Various skull lesions may radiologically mimic the appearance of IPEH. IPEH shows enhancement on computerized tomography imaging, but cannot be differentiated from other skull tumors such as eosinophilic granuloma, hemangioma, and metastatic tumors. Hemorrhage is commonly present. On MRI the tumor is hypointense or isointense on T1-weighted images and hyperintense on T2-weighted images. Gadolinium-enhanced scans show enhancement thus demonstrating the extremely vascular nature of IPEH.[3,10] There are no specific radiological features that characterize IPEH, and the final diagnosis requires careful histological examination.

Microscopically, short blunted papillary projections with a hyalinized core are associated with thrombotic or clot material and are covered with a single layer of plump endothelial cells. There is no multilayering, tufting, solid areas, necrosis and little or no atypia.
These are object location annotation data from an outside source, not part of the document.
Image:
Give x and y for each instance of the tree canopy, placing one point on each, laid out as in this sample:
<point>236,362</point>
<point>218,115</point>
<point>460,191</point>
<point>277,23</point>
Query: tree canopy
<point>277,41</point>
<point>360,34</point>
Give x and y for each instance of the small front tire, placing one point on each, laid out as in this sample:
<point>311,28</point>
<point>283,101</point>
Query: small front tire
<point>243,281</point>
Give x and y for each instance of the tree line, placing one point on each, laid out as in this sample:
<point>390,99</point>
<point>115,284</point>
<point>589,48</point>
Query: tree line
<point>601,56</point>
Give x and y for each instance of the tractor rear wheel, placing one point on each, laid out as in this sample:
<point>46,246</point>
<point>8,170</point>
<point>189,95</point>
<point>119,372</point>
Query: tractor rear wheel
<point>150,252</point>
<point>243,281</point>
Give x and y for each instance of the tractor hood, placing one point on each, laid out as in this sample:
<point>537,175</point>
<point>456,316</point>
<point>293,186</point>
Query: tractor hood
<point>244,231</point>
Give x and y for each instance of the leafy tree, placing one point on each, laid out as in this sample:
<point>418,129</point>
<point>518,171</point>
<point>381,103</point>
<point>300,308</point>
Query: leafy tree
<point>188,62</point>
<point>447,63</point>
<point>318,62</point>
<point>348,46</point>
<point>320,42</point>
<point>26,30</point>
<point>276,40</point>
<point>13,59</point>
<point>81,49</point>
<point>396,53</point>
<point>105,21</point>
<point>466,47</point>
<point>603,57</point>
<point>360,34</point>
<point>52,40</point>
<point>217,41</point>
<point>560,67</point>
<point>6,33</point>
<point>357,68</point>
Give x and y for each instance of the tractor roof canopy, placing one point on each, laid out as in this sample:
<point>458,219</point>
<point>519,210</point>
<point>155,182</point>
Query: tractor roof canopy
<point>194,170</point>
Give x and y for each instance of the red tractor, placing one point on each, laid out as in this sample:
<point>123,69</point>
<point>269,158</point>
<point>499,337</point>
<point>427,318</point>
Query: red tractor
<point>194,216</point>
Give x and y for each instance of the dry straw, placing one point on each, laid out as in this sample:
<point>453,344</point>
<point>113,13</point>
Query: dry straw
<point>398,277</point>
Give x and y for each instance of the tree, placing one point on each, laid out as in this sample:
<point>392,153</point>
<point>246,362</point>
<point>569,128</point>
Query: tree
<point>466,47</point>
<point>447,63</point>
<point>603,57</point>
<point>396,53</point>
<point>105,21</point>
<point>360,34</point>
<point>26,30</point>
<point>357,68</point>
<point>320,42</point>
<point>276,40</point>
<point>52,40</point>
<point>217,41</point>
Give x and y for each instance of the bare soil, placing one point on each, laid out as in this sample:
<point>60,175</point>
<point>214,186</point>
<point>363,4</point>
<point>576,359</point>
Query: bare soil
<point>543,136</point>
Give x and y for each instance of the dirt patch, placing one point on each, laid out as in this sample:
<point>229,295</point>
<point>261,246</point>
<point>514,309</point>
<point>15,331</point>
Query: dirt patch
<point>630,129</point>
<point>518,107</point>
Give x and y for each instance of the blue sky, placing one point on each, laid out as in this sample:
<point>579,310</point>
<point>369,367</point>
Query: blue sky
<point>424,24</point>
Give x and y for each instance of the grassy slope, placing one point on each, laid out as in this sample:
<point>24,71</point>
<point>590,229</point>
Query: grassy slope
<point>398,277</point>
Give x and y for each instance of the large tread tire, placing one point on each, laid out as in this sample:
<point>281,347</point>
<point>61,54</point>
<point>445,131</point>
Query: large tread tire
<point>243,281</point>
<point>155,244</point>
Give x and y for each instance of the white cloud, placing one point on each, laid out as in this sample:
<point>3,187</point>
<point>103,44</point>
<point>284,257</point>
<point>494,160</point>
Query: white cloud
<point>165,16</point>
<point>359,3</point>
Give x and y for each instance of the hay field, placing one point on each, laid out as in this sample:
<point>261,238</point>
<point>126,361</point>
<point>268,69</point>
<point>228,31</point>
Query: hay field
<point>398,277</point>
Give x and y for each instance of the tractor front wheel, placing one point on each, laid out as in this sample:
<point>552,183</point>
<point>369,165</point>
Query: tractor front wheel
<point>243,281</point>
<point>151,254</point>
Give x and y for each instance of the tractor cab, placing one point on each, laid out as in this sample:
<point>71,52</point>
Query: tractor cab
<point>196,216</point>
There is little evidence of mitoses.[8] Masson's tumor is a benign condition that must be distinguished from epithelioid hemangioendothelioma, Kaposi's sarcoma, and malignant angiosarcoma, since the lesion is, usually, curable by surgical excision alone.[6,7] Unlike angiosarcoma, Masson's tumor is, usually, confined to the blood vessel (passive extension may occur following rupture of the vessel), and there is no evidence of pleomorphism, tissue necrosis and mitoses.[1,6,7]
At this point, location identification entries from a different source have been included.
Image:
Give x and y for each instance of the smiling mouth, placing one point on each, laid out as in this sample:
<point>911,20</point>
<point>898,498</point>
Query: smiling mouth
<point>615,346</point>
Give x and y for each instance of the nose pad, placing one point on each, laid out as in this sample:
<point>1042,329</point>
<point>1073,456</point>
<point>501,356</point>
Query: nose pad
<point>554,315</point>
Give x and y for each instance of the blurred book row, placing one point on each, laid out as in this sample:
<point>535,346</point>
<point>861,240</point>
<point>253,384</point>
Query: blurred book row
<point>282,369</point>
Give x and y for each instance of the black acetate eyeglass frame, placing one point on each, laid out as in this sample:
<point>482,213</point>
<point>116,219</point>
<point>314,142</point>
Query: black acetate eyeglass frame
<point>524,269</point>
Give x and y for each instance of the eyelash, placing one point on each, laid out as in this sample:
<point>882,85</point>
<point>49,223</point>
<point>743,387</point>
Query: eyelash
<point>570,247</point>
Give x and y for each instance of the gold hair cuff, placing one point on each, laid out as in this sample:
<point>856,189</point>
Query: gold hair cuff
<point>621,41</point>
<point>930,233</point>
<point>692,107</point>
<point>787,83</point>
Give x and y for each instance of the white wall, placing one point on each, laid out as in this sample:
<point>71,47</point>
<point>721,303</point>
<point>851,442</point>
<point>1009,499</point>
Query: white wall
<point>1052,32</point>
Treatment of IPEH is complete surgical excision.[3,4] In our case, since the tumor was easily accessible, complete resection was possible, and there was no recurrence on follow-up MRI after 1 year. However, with subtotal resection in case of intracranial tumors where complete removal is not possible, recurrence or progression may be seen.[9] Close observation with serial imaging is indicated in such patients. In cases of progression or recurrence, postoperative radiotherapy[9,10] or gamma knife radiosurgery[10] should be considered as the main adjuvant therapy. Role of chemotherapy remains unclear.[3,4] Due to the small number of reported cases, it is difficult to draw conclusions about the efficacy of adjuvant treatment.

Conclusion

Although benign IPEH is clinically important because it presents as a mass lesion that is often misdiagnosed radiologically and may be mistaken histologically for angiosarcoma. Complete surgical excision leads to cure and therefore correct diagnosis helps avoid the need for further therapy.

Acknowledgments

We would like to thank Dr. Jayesh A. Shelat (Professor and Head, Department of Neurosurgery, B.J. Medical College and Civil Hospital, Ahmedabad) for his valuable support and instructions on this paper and Dr. Sanjay V. Dhotre (Associate Professor, Department of Pathology, B.J. Medical College and Civil Hospital, Ahmedabad) for the histopathological diagnosis.

Footnotes

Source of Support: Nil.

Conflict of Interest: None declared.